Mesmo que esgotável, o petróleo deve predominar nos próximos 50 anos, seja no processo produtivo ou no transporte. Muitos países tiveram suas reservas extintas com a exploração de estrangeiras que não tinham compromisso nenhum com o desenvolvimento. “Como a energia é estratégica, o estado tem que estar no controle com estatais fortes”, afirma Pereira.
O palestrante alertou para os perigos da exploração do gás de xisto, solução adotada pelos EUA ainda sem protocolo, que contamina solo e água e causa acidentes. “Exploração do xisto é um risco absurdo. Temos extensas reservas de gás natural, só quando tivermos tecnologia adequada e risco de reserva petróleo podemos optar por essa alternativa”.
Direito à participação popular
“A energia de hidrelétricas tem um dos custos mais baixos do mundo e por que é uma das mais caras?”, questionaGilberto Cervinski, coordenador nacional do Movimento dos Atingidos por Barragens (MAB). A resposta está na equiparação aos preços internacionais, pautados pelas potências que utilizam energias mais caras, como a França, por exemplo, que tem 70% de sua matriz formada por energia nuclear. A transformação (ou desorganização) do setor elétrico em vários negócios – geração, distribuição e transmissão -, está sustentada no equilíbrio econômico financeiro. Segundo ele, as empresas têm 30 anos de concessão e três formas de aumentar a tarifa todo ano: o reajuste anual, revisão periódica e extraordinária (em caso de diminuição de lucro).

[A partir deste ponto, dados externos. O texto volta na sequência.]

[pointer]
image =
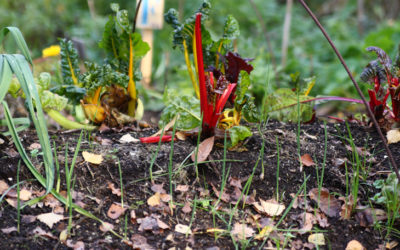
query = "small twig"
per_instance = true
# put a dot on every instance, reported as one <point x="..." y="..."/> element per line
<point x="371" y="115"/>
<point x="136" y="14"/>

Conforme o coordenador, historicamente, foi negada à classe trabalhadora a discussão sobre a política energética e o sistema elétrico nacional foi estruturado para beneficiar grandes corporações. A organização do setor elétrico em Agência Nacional de Energia Elétrica (Aneel) é uma das formas de negar o direito de participação popular. “É uma estratégia internacional de tirar poder do governo e passar por uma entidade que se diz é neutra e técnica. O órgão incentiva a precarização do trabalho e adota uma regra que incentiva a demissão e a terceirização, onde a lógica é a lucratividade e não qualidade”.
Para Cervinski, a distribuição de riqueza passa pela reformulação do modelo energético brasileiro. “Precisamos identificar pontos de unidades entre nós para melhorar a política energética. Como organizar produção e distribuição de energia para beneficiar o conjunto da classe trabalhadora?”, propõe o questionamento.
Com participação minoritária nas estatais, o estado fica refém das regras do capital financeiro. Na Celesc, por exemplo, apenas 20% das ações são do governo de Santa Catarina. “Os acionistas pressionam o governo para aumentar a remessa de dividendos. Assim funcionam as estatais, como Eletrobrás, Copel, Semig, que deveriam servir ao povo brasileiro, não aos acionistas da bolsa de valores”, afirma.
“Delegar a energia a quem? Aos deputados eleitos pelos empresários ou ao ministro Edson Lobão indicado pelo José Sarney? O caminho é a ampla participação e controle social sob a energia”, sugere.
Quando se trata de energias renováveis, o Brasil destaca-se com larga vantagem competitiva. Tem pelo menos três fontes abundantes de energia limpa – hidrelétrica, eólica e solar – porém ainda faltam investimentos para torná-las viáveis. “O país com uma das condições mais vantajosas do ponto de vista energético mundial e com domínio de tecnologia do pré-sal precisa controlar a sua energia, principalmente em período de crise do capitalismo”, finaliza.